Before joining Apple, Moore was Tesla's director of autopilot, where he worked on self-driving cars even as he contradicted Tesla CEO Elon Musk's bold timeline for the project when speaking with California regulators. It's unclear exactly what Moore's work has been at Apple since joining the company.

In any case, he's now moving to lidar company Luminar Technologies, which has been aggressively hiring prominent directors and executives from tech and automobile giants. At Luminar, Moore will lead the global software development for lidar-based features to ensure passengers' safety in autonomous vehicles.

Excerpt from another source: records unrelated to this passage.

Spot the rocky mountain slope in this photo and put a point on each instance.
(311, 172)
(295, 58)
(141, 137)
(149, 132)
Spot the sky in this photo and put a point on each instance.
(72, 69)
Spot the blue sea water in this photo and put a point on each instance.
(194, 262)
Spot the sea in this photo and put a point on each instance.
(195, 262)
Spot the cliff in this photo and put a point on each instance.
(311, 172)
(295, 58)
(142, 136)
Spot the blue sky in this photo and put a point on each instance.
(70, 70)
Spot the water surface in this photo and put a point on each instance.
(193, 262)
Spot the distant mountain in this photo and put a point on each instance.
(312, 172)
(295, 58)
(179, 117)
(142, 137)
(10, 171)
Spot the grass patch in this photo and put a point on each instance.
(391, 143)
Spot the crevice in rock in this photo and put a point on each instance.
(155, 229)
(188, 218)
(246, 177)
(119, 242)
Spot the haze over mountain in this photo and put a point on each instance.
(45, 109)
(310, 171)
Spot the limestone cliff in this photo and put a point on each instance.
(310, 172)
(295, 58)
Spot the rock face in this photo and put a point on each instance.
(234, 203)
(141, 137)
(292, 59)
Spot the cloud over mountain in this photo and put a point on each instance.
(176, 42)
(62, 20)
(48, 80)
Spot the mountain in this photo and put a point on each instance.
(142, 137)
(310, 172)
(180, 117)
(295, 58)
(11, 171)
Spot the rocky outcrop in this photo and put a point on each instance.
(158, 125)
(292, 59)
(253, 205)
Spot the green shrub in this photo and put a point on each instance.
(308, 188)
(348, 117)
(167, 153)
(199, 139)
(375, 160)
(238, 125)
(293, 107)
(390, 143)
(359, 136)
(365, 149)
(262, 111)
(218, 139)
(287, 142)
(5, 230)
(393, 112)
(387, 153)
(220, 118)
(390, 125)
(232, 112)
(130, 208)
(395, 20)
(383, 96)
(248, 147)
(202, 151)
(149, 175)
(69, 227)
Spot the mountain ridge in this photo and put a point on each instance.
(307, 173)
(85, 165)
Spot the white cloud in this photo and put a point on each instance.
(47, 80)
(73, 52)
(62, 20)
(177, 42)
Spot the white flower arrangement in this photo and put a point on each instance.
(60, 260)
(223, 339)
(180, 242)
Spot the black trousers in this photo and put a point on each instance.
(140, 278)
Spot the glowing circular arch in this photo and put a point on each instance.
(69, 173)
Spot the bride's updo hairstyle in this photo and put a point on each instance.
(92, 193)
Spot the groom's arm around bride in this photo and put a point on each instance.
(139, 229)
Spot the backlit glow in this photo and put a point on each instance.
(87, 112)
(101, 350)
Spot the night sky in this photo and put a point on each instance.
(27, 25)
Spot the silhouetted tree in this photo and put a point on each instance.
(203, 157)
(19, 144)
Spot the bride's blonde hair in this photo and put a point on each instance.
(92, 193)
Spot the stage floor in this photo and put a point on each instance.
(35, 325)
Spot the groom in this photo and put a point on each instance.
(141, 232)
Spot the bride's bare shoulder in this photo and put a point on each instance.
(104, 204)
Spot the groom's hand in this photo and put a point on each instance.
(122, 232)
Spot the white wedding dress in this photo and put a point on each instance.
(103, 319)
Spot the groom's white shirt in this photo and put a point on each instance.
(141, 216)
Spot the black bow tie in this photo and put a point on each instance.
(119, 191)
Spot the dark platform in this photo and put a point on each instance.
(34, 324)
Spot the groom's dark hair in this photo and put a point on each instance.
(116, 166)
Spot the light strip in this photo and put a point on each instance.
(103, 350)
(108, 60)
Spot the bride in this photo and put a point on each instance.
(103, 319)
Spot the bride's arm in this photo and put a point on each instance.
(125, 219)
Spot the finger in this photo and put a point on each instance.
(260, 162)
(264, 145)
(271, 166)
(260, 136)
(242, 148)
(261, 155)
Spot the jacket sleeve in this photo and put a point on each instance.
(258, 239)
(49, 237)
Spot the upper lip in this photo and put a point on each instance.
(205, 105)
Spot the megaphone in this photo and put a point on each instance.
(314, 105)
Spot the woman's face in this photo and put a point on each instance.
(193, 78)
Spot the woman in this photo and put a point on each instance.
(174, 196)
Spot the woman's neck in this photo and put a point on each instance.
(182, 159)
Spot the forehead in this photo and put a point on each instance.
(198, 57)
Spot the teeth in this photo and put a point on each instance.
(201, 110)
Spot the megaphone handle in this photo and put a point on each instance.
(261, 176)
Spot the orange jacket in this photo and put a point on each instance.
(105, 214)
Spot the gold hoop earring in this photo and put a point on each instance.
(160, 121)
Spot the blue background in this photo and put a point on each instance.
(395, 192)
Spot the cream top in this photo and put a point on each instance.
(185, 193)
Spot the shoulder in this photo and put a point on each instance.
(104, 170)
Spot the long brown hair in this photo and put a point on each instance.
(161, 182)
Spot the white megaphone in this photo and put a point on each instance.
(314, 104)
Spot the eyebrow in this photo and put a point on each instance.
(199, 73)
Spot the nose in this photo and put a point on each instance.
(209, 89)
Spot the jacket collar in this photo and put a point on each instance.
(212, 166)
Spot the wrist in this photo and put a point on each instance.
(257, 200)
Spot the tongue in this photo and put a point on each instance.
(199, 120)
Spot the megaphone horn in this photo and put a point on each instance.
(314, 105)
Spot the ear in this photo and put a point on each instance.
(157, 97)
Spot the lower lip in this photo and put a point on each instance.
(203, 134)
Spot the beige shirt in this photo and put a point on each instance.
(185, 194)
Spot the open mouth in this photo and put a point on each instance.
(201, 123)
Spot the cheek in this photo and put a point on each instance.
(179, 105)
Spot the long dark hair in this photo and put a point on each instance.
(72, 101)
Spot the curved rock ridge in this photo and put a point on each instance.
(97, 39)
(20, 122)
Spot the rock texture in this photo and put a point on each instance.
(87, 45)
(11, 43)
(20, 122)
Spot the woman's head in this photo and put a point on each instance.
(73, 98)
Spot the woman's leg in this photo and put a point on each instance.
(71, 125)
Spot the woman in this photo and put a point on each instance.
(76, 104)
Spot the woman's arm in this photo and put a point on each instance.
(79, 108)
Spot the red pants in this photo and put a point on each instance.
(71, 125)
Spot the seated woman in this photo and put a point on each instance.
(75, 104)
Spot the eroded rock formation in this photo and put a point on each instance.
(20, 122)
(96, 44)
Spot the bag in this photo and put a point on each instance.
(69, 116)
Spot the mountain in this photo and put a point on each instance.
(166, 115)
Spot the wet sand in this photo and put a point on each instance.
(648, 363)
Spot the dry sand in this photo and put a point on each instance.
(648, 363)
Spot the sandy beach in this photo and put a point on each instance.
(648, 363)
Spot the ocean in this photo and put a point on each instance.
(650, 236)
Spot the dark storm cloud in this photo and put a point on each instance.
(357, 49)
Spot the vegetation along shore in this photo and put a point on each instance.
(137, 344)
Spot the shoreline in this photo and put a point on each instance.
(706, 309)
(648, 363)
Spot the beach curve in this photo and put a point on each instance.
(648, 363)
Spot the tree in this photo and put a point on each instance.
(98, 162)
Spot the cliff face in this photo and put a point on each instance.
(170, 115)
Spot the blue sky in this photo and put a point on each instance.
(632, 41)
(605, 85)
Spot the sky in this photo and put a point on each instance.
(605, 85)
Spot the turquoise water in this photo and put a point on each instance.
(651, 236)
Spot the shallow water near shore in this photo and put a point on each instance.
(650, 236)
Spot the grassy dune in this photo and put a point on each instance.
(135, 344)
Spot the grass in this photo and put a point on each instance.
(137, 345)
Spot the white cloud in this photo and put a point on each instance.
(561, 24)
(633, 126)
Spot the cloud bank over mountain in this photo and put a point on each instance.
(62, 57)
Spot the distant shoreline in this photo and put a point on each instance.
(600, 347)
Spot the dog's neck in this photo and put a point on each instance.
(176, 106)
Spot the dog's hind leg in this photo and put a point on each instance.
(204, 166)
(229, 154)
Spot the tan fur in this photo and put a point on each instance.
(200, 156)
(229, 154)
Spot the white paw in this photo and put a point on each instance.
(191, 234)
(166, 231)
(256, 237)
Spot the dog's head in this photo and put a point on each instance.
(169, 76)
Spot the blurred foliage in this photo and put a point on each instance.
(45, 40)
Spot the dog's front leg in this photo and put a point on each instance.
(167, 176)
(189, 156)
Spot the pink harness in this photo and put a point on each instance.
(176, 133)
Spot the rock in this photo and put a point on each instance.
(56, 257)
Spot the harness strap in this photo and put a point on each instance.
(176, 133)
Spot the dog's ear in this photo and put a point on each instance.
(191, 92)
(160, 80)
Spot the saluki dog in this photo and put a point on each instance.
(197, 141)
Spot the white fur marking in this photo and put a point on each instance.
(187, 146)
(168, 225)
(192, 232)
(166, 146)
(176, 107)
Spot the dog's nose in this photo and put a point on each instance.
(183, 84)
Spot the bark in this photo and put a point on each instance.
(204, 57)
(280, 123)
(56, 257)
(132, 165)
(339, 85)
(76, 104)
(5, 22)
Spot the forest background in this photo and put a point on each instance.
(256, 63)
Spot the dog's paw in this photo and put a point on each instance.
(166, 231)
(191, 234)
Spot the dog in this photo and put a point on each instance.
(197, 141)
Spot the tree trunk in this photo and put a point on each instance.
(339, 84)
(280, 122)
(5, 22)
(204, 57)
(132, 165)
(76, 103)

Bloomberg notes that "nearly the entire Apple Car management team" has left Apple over the past two years. The other notable departures included project lead Doug Field, who left to join Ford last year. Apple technology VP Kevin Lynch, who worked at Adobe before joining Apple in 2013, reportedly now runs Apple's car project, which is internally dubbed Project Titan.

While much of Apple is focused on the iPhone and other products and services in its periphery, Project Titan is one of Apple's two largest efforts to develop a new product category that could be as successful and disruptive as the iPhone's introduction.

The other effort is in mixed reality. Apple is reportedly working on VR and AR glasses, which recent behind-the-scenes reports claimed were partly born out of an acquisition of a company that made sensing technology for autonomous vehicles.

Both Project Titan and the mixed reality project have seen many bumps in the proverbial road, as is often the case for major new R&D projects in the tech frontier. Apple is said to be in the early stages of development for self-driving cars, but multiple recent reports have claimed that the company's first mixed reality glasses are moving toward release.